The tragedy of the Soviet people (the people of East Europe do not suffer to the same degree from Korsakoff’s syndrome) is that they must, though physically healthy, behave among themselves as victims of Korsakoff’s syndrome. Since they must be pro-Stalin one day, anti-Stalin the next week, pro-Stalin the following month, anti-Stalin a year later and then pro-Stalin still another year thence, there is nothing for them to do but lapse into anterograde amnesia—that is, an impaired ability to acquire new information, to learn, or to form new memories. For example, a geneticist might one day be required to believe in Lysenko and another day in Vavilov, and any mistake in his timing might cost him his career or freedom or even his life. The effects of such a mental state might be described as an acceptance of unlimited restrictions on thought and action since everything might be forbidden in the future or it might already have been forbidden but not publicized and, moreover, be retroactively punishable. Also, some things may be forbidden to some but not to others. The question to be asked, then, is this: If he is behaving like a confabulatory amnesiac every moment of his waking life, can Homo sovieticus be a truly normal human being?

The psychological and even physical consequences of constantly living falsely were once summed up by Boris Pasternak:

The great majority of us are required to live a life of systematic duplicity. Your health is bound to be affected if, day after day, you say the opposite of what you feel, if you grovel before what you dislike and rejoice at what brings you nothing but misfortune.

While the Korsakoff syndrome may affect millions of people in the USSR, there are tens of thousands of others, primarily intellectuals, living in democratic societies, who seem to be victims of this malady as well. As Alexander Zinoviev has written:

It is the intellectuals who are now the real bearers of the communist tendency in the West, not workers and peasants. The communist system is a kind of paradise for intellectuals. A shabby and dirty paradise, but paradise all the same.

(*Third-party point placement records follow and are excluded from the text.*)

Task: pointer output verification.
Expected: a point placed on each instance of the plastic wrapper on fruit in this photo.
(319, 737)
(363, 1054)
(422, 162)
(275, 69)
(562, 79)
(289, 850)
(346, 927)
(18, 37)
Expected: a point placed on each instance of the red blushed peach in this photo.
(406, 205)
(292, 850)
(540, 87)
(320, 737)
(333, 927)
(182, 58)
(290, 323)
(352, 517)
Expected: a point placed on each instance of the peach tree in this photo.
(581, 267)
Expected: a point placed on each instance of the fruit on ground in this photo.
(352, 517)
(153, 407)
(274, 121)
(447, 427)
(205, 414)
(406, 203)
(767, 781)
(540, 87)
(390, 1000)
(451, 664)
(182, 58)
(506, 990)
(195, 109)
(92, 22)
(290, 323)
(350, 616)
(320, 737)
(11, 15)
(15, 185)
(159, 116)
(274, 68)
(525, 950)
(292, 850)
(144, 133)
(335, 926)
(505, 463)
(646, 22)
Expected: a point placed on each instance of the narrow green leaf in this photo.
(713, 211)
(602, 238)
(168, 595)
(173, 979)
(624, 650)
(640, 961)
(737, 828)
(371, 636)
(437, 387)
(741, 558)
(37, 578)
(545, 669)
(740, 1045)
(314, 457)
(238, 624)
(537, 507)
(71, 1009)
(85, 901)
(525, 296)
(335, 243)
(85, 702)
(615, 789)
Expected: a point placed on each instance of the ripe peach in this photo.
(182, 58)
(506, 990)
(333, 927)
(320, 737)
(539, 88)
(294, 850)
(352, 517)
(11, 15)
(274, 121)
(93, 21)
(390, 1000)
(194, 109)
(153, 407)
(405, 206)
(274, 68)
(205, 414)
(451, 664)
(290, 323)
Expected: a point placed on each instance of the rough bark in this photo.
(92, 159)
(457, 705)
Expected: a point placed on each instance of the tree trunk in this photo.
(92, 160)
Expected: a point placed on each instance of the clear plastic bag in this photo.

These willing and witting Western political pilgrims see the USSR as an aberrant Utopia, arguing that if the USSR is bad, the U.S. is worse; yet who controls their memory? Nicola Chiaramonte, the Italian political philosopher, once raised this question in Survey: How could a great physicist like Paul Langevin, “who would not have accepted the smallest mathematical or physical proposition without a long series of proofs and counter-checks, when faced with the prosecutor [Andrei] Vishinsky’s charge claiming to have proved Trotsky’s intention to sell the Soviet fatherland to international capitalism, agree without question to support the condemnation of the ‘traitors'”?

What is it that distorts the sense of reality of the moral equivocators, the anti-anti-Communists, the fellow travelers, the Marxist academics and their acolytes, the neutralists, and the Korsakoff neurotics in our pluralistic societies? Or of a fool like Phil Donahue who really believes that the Soviet citizens he put on one of his television shows are free to speak their minds like their American counterparts?

The great peril which endangers world peace and freedom is the Soviet power over its people’s memory. A dictator who was far worse than Hitler, if only because he lived and lasted longer, is being turned into a folk hero by his successors. Can there be genuine peace in freedom when hundreds of millions of Soviet peoples must live degraded by a system of memory control never before seen anywhere?

More than ever before, the Western nations must endeavor to restore and expand the remembrance of things past among the exploited and downtrodden people of the USSR. The Single Lie can only survive in a world of willing or unwilling amnesiacs. Free societies can restore the human balance which The Single Lie/Single Truth system seeks to destroy. But only if they themselves grow militarily strong, remain morally free and united, and refuse to accept every abomination in the name of survival.